Mars Hill Church abruptly cancels big Resurgence 2014 conference

The embattled Mars Hill Church canceled its annual Resurgence conference late on Thursday, scuttling an event that brings big name preachers to the Seattle area.

The apparent reason is that leading evangelicals — including past Resurgence attendees — are rapidly cutting ties with the mega-church’s leading man, Mark Driscoll.

The Resurgence 2014 conference was to feature James MacDonald and Paul Tripp, two evangelical leaders who recently resigned from a Mars Hill oversight board.
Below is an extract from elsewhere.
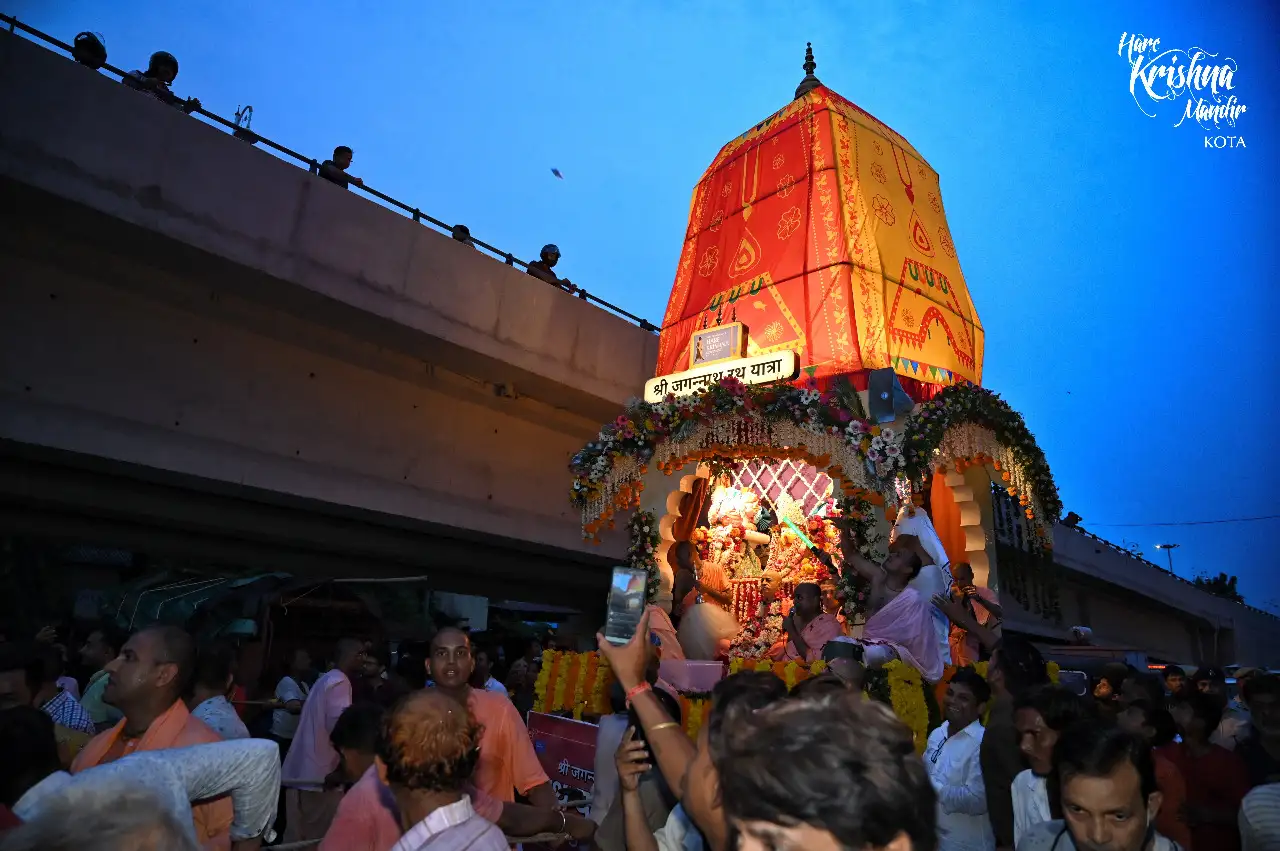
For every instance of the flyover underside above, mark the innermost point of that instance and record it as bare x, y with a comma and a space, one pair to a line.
72, 498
The preaching at last year’s Resurgence included Matt Chandler, board chair of the Acts29 evangelical “church planting” network. Acts29 broke from Driscoll and Mars Hill last week, and removed Mars Hill churches from its website. Chandler signed a letter urging that Driscoll “step down from ministry for an extended time and seek help.”
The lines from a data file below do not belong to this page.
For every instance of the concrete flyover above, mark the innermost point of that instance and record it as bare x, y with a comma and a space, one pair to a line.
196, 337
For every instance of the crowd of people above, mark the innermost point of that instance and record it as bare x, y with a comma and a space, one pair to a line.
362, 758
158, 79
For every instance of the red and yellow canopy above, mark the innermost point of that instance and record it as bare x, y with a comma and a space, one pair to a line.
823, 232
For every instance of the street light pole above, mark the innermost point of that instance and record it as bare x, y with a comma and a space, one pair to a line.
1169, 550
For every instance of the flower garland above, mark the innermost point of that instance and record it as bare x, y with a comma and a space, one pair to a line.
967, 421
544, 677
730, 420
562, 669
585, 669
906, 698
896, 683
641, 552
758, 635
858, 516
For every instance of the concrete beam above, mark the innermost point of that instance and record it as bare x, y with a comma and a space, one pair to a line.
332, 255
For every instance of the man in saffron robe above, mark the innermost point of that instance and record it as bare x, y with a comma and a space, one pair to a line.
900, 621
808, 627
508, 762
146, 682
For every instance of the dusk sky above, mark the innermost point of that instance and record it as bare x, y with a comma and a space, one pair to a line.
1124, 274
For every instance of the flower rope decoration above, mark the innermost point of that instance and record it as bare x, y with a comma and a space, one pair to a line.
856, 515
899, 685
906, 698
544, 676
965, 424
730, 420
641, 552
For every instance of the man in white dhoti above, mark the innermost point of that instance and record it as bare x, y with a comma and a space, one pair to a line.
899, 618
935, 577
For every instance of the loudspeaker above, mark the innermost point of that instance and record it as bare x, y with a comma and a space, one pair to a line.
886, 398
The following notice appeared last night on Mars Hill’s Resurgence 2014 website:

“The Resurgence Conference has always been born out of our love of Jesus and the church, and the desire to support efforts to grow leaders to grow churches.

“Unfortunately, we have decided to cancel this year’s conference due to unforeseen changes to our speaker lineup and other challenges we believe would make it difficult to provide the quality of conference people have come to expect from Resurgence.
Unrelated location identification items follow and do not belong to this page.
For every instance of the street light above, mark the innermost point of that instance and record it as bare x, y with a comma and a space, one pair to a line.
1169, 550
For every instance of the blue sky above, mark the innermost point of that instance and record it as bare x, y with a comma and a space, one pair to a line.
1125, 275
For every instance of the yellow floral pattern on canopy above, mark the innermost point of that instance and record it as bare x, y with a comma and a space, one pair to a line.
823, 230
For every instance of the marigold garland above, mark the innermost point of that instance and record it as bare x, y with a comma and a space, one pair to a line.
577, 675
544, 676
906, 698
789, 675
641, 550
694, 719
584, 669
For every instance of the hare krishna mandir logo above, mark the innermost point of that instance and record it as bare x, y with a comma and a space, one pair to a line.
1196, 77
“Anyone who has already purchased a ticket will be receiving a prompt refund. Thank you for your support of Resurgence and the ministries of Mars Hill Church.”

Early this week, Driscoll’s name was scrubbed from four upcoming “Act Like Men” conferences. He had been slated to speak in Phoenix this October, Dallas-Fort Worth in November, plus Miami and Chicago next year.

The turmoil comes on the eve of a major expected challenge to Driscoll.

Multiple ex-Mars Hill members, including former pastors and program directors, are expected to go public with charges of misconduct against Driscoll. These include intimidation and the use of threats, shunning of ex-members and use of bad language.

Driscoll has delivered a series of mea culpas to his flock, promising to relinquish his “celebrity” role, be a “loving pastor” to his church community and cut out his sometimes-intemperate remarks on Twitter. He apologized for using Mars Hill money to stroke sales of his book “Real Marriage” to get it on the New York Times bestseller list.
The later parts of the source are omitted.